Ads and Social Networking Sites Go Together Like Orange Juice and Toothpaste

Which is to say, people hate that combo. I came across a useful summary to that effect this morning:
Social Networking Sites and Advertising
Here's a summary for those of you who are too busy to, you know, read:
  • Consumers have a very low tolerance for online ads
  • 29.9% of visitors surveyed will immediately leave a site they see as cluttered with ads
  • Ads on social networking sites result in substantially fewer click-throughs, and even those who do click are less likely to make a purchase
  • Don't even think about charging customers for an ad-free site; they like that idea even less.
So what's to be done if you're running a social networking site? Frankly, there only appear to be three options (only one of which is good):
  1. Hope that your cash in the bank is enough to tide you over until advertisers are willing to pay a lot more for click-throughs (or until some marketing genius develops a much more clickable banner ad)
  2. Get really smart, really quickly, about contextually targeting your ad inventory to your visitors
  3. Forget about the idea of monetizing social networking, and figure out how to make that a side-project to your core business of selling something else
Overall, #3 has the best chance of success. At the very least, it's less dependent on brilliant flashes of insight; those things are great when you have them, but "we'll figure it out later" is a poor excuse for a business model (are you listening, Twitter?).

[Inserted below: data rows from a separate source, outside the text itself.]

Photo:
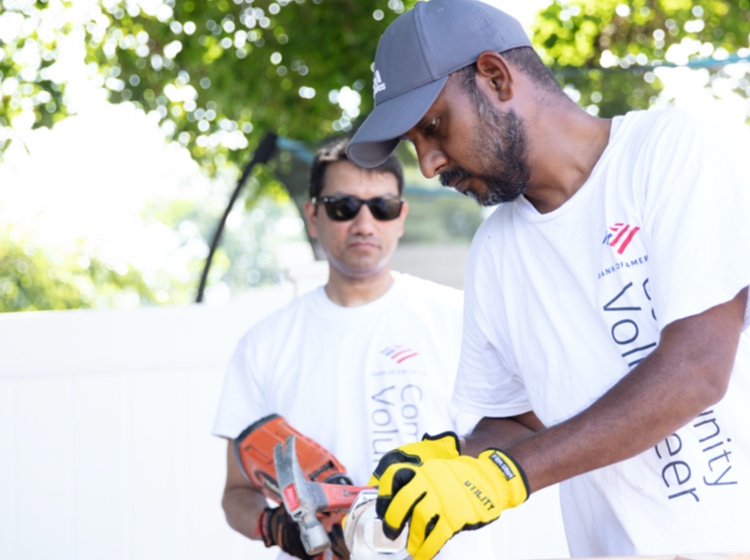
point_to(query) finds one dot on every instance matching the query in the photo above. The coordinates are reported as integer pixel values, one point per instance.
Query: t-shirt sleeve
(241, 401)
(486, 384)
(697, 217)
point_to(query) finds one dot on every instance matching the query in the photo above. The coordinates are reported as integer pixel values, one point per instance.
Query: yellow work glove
(444, 496)
(440, 446)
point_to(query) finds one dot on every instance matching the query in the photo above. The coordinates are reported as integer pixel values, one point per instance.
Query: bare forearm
(242, 508)
(499, 433)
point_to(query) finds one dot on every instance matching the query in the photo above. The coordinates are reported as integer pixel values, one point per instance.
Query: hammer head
(302, 498)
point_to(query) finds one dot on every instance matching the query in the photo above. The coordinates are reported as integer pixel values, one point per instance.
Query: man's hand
(444, 496)
(440, 446)
(279, 529)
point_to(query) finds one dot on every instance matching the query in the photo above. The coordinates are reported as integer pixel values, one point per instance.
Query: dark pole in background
(263, 153)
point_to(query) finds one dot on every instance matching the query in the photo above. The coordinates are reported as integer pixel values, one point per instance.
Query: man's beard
(500, 141)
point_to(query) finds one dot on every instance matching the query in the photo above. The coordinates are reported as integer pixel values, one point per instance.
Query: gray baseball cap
(415, 55)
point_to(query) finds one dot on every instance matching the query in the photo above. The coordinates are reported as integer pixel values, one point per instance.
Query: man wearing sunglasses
(606, 327)
(361, 365)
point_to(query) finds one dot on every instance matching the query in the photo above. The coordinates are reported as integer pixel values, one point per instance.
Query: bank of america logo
(619, 236)
(377, 83)
(399, 353)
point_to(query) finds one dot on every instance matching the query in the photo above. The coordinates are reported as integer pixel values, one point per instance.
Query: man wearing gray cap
(605, 339)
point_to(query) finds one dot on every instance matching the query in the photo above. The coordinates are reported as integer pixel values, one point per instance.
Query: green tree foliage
(33, 278)
(607, 50)
(222, 73)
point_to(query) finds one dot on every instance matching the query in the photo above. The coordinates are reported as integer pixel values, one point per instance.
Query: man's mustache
(453, 175)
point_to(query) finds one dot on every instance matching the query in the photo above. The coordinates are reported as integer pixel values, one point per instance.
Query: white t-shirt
(358, 380)
(560, 306)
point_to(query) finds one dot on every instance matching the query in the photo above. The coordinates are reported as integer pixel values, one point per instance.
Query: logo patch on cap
(377, 84)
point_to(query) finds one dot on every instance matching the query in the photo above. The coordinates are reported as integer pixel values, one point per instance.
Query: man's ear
(493, 70)
(312, 219)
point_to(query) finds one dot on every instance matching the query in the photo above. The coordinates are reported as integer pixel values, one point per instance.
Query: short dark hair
(336, 151)
(526, 60)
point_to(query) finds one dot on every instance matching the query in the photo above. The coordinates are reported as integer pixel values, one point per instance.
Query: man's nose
(364, 222)
(431, 160)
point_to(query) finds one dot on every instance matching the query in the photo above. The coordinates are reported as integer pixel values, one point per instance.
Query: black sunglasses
(343, 208)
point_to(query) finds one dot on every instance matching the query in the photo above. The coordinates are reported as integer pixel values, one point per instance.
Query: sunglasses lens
(345, 208)
(342, 208)
(385, 208)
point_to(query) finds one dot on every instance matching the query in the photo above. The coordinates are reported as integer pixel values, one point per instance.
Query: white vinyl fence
(106, 450)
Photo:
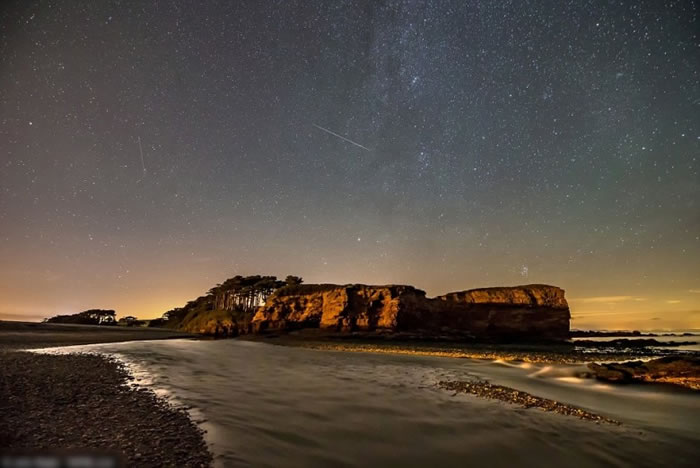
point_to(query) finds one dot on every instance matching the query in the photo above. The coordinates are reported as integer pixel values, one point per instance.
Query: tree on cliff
(292, 280)
(87, 317)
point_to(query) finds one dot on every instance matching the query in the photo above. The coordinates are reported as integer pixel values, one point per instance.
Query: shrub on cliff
(87, 317)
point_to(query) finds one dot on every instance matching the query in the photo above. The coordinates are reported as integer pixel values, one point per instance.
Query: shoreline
(84, 403)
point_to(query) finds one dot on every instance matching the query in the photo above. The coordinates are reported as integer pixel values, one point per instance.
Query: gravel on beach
(83, 403)
(484, 389)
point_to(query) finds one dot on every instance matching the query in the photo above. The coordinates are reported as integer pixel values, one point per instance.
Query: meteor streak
(341, 137)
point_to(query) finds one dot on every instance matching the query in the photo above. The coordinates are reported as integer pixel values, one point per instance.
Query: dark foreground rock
(82, 403)
(484, 389)
(677, 370)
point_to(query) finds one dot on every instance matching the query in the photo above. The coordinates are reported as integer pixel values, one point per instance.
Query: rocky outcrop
(532, 311)
(678, 370)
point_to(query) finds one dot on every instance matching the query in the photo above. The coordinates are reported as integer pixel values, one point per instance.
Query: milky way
(511, 142)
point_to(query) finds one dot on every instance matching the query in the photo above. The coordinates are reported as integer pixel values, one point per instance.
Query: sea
(265, 405)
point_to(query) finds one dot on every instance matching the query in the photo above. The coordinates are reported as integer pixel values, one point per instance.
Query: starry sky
(149, 150)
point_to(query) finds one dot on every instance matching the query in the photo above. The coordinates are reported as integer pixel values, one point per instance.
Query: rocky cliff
(532, 311)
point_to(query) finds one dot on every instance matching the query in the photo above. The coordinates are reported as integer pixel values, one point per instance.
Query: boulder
(531, 311)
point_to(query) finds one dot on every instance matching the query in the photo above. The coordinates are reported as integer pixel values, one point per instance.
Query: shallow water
(265, 405)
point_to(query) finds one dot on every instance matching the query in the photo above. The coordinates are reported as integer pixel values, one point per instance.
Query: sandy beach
(82, 404)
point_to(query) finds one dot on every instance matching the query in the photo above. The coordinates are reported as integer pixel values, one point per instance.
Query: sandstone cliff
(532, 311)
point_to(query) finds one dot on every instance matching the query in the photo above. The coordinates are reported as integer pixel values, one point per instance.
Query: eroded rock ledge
(530, 311)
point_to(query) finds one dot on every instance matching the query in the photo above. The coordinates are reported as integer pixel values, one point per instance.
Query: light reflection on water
(265, 405)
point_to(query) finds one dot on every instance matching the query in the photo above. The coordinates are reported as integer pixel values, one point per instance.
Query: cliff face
(534, 311)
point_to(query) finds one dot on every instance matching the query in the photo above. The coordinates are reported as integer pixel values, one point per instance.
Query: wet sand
(83, 403)
(554, 353)
(31, 335)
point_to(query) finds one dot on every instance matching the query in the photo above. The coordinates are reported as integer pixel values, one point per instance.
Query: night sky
(152, 149)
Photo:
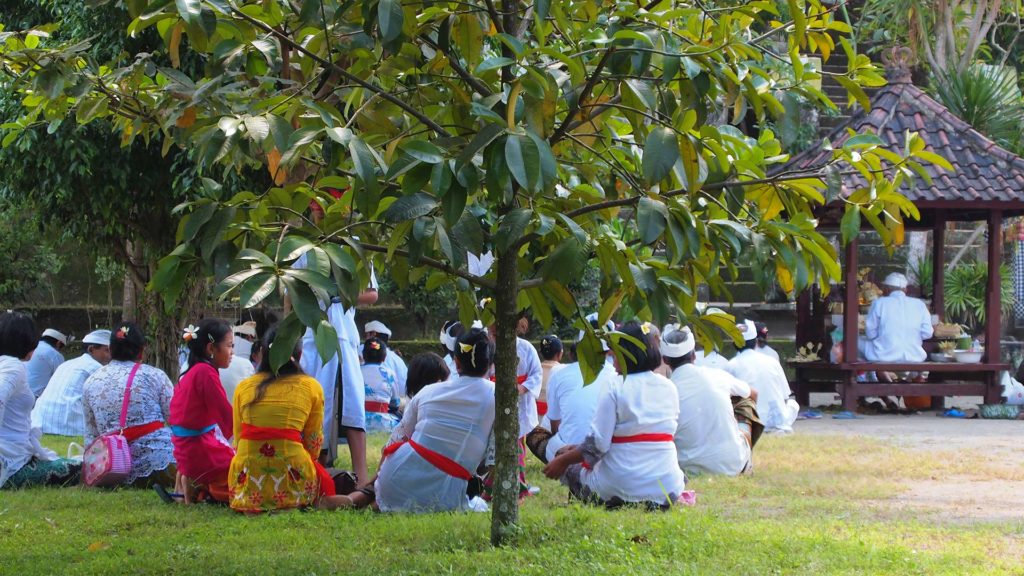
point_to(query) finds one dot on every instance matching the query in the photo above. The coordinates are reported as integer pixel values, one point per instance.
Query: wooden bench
(945, 378)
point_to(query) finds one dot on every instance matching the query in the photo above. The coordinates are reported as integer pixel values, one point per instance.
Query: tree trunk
(505, 503)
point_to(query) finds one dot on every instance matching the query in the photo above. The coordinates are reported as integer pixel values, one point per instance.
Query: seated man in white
(570, 404)
(45, 360)
(58, 410)
(718, 422)
(242, 365)
(896, 325)
(377, 329)
(765, 375)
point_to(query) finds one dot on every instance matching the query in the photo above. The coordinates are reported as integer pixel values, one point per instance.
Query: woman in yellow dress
(279, 433)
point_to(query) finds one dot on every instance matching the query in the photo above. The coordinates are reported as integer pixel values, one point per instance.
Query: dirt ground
(984, 493)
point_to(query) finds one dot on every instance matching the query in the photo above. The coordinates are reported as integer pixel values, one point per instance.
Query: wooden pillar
(993, 319)
(939, 265)
(851, 310)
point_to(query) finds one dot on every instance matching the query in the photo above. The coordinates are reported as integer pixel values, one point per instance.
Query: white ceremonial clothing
(573, 404)
(41, 366)
(240, 369)
(770, 353)
(529, 366)
(18, 443)
(352, 392)
(711, 359)
(708, 438)
(775, 408)
(895, 327)
(453, 418)
(635, 471)
(397, 366)
(58, 410)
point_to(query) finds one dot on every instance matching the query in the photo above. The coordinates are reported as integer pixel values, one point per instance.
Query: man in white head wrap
(45, 360)
(896, 325)
(570, 403)
(711, 358)
(766, 376)
(378, 329)
(718, 422)
(58, 410)
(241, 366)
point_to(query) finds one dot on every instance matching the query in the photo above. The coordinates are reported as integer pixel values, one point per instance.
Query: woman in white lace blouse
(153, 454)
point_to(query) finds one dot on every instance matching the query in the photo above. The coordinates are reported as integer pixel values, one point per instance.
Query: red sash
(520, 379)
(642, 438)
(250, 432)
(378, 407)
(132, 434)
(436, 459)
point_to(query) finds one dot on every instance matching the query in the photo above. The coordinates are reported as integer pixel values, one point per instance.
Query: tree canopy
(548, 134)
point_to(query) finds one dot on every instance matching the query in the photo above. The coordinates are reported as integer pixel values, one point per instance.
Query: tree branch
(344, 73)
(437, 264)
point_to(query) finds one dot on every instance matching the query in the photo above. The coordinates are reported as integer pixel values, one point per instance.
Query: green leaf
(850, 224)
(493, 63)
(189, 9)
(423, 151)
(652, 217)
(390, 18)
(410, 207)
(327, 340)
(523, 160)
(659, 154)
(511, 229)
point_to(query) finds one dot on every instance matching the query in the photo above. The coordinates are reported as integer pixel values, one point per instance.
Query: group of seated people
(630, 437)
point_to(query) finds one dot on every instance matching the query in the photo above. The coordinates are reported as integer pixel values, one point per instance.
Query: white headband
(748, 329)
(679, 350)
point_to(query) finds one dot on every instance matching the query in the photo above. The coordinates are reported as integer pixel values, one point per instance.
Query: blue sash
(182, 432)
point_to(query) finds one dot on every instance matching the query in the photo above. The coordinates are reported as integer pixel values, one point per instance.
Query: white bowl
(968, 357)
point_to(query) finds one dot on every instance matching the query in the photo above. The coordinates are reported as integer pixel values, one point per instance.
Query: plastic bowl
(968, 357)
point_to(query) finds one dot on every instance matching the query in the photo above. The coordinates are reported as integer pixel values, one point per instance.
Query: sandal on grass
(847, 415)
(167, 497)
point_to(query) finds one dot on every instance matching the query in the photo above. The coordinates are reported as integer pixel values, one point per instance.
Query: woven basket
(999, 411)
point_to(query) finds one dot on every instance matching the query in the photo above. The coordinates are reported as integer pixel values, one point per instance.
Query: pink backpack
(108, 460)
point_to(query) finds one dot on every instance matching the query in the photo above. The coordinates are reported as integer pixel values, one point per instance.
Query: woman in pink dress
(201, 415)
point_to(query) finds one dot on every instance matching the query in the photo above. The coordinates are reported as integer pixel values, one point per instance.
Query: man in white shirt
(896, 325)
(718, 424)
(45, 360)
(379, 330)
(58, 410)
(570, 405)
(765, 375)
(241, 366)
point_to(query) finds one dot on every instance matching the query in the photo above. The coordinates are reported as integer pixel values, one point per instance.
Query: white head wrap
(749, 330)
(679, 350)
(58, 336)
(377, 326)
(896, 280)
(609, 326)
(97, 338)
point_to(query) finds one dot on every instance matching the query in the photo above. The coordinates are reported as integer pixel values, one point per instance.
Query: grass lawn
(815, 504)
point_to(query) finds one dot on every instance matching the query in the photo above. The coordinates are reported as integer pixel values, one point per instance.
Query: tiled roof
(984, 171)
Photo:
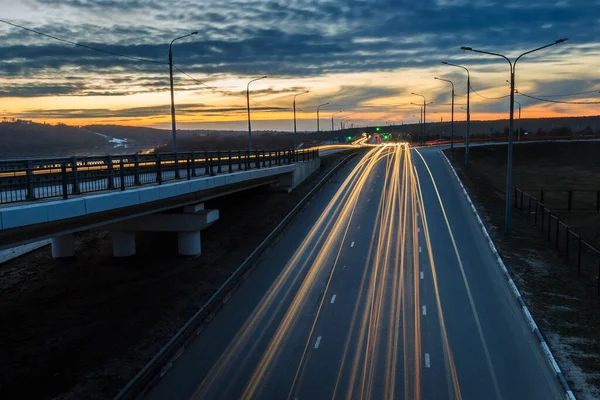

The bottom line in this scenario is not everything can be monetized. There are times in every person's life when you have your wallet out, and other times when you're simply not interested in spending money. Successful online businesses are likely to be the ones whose services most closely align with those "wallet-out" moments. Social networking sites are trying to swim against that tide, and will continue to do so as long as they're exclusively focused on social networking.

Looking into my crystal ball, here's what I forecast for Web 3.0: Facebook, MySpace, Twitter, Friendfeed, etc.: they will all go away (at least in their current forms). In their place will be a bunch of online businesses that incorporate social networking elements by default. Web 2.0 taught us how powerful the Web could be as a social mechanism, but it was a stop along the way, not a destination.